I gotta be honest – this month, I had to really resist the urge to give in to my basest desires, tune out, and just re-read Fifty Shades of Grey – because my mind was craving something vacuous, among the heat of Ngapali beach and the haze of frozen margaritas. But I didn’t. In part because I knew I would have to write about my reading list here and in part, because I actually did start reading Fifty Shades Freed and it took just 20 pages to remind me that some things are too mind-numbing, even for a vacation.
One of the reasons I craved the fluff so much though, was because both of the books I finished in February dealt with the repercussions of dying. I hadn’t planned it that way, but I should have seen it coming, because if the Handmaid’s Tale had taught me anything, is that things don’t end well for the heroines of Margaret Atwood.

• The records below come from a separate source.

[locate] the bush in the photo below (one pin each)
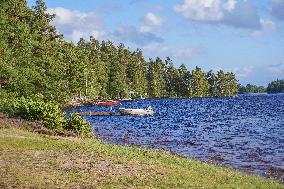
(47, 112)
(79, 126)
(6, 102)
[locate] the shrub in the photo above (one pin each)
(79, 126)
(47, 112)
(6, 102)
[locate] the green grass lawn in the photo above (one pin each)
(31, 160)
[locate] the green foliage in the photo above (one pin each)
(47, 112)
(276, 86)
(249, 88)
(78, 126)
(199, 83)
(36, 60)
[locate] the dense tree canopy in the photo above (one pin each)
(249, 88)
(276, 86)
(35, 59)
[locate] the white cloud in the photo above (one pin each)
(230, 5)
(75, 24)
(153, 20)
(135, 36)
(276, 69)
(162, 50)
(238, 14)
(243, 72)
(277, 9)
(266, 26)
(200, 10)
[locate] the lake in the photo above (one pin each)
(246, 132)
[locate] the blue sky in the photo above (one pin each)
(243, 36)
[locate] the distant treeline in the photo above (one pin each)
(249, 88)
(35, 59)
(276, 86)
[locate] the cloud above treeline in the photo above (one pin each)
(277, 9)
(241, 14)
(233, 13)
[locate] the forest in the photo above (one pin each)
(37, 60)
(250, 88)
(276, 86)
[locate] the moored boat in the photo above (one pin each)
(131, 111)
(107, 103)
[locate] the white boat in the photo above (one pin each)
(130, 111)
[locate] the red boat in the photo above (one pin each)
(107, 103)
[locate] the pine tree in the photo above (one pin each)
(199, 83)
(213, 83)
(185, 85)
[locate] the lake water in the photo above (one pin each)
(246, 132)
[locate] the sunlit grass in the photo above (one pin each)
(41, 161)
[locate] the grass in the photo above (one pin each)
(31, 160)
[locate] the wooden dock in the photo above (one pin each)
(95, 113)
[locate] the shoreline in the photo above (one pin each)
(130, 165)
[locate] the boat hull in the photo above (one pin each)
(110, 103)
(124, 111)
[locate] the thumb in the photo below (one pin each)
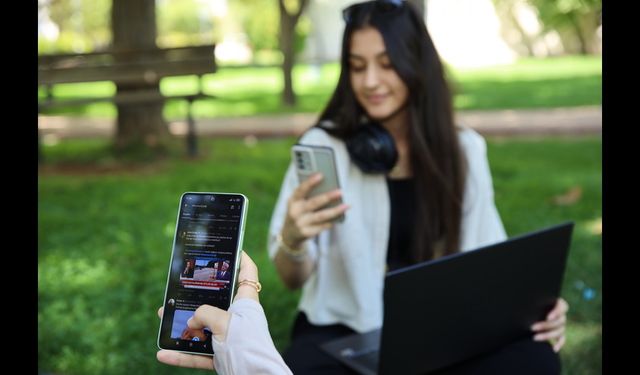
(217, 320)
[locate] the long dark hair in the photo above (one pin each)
(436, 159)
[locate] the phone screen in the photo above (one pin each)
(203, 266)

Alias Grace by Margaret Atwood
It always takes me a chapter or two to get used to Atwood’s cadence and her somber writing style. It’s akin to reading a structured stream of consciousness and I am always enveloped by her style, even before I start to understand the plot. That being said, Alias Grace is both suspenseful and morosely boring at the same time. I loved the way the narrative is stitched together like the quilt metaphor that is interwoven through the story. But the book is dampened by the fact that so few of the characters are relatable. Each man is a sexually stunted assaulter of women; each woman is matronly or shallow. There is an almost 500 page build up to the climax of the story of Grace’s murders, but the plot never manages to stitch the threads into something cohesive.

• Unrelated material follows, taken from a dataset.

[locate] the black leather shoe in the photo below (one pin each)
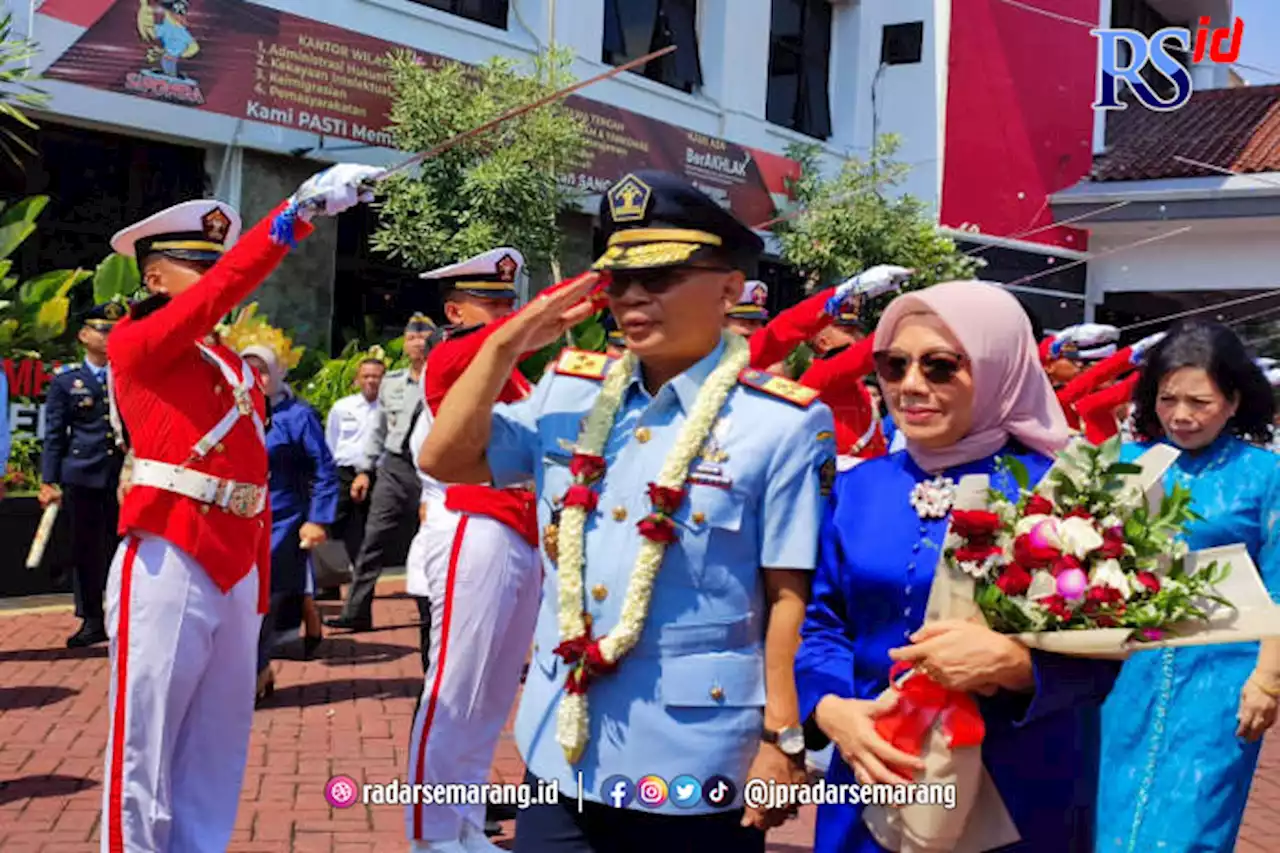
(346, 623)
(88, 634)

Rating: – 🔪🔪🔪 three lizzie bordens
The year of Magical Thinking by Joan Didion
“Life changes fast. Life changes in the instant. You sit down to dinner and life as you know it ends.” The beginning lines have floated in my mind for weeks. I’ve been in the mood to read a memoir right before my trip and downloaded Didion’s book along with Speak, Memory by Vladimir Nabokov. I started with Didion because it feels like she someone I should have started reading in college. The Year of Magical Thinking is about the year that follows the sudden death of Didion’s husband, while their daughter recovered in the ICU, and the unexpected death of her daughter just a few months later. There’s a delicate contrast between the bitterness of her grief and the lucidity of her writing that is so resonant. Joan Didion offers a window into another part of New York, one that I read about, but not one that I think still exists – dinners at Morton’s, the Palm, months spent at the Beverly Wilshire. Read this book. Read it for the honesty, the openness. Read it because you’ll come out on the other side as a different person.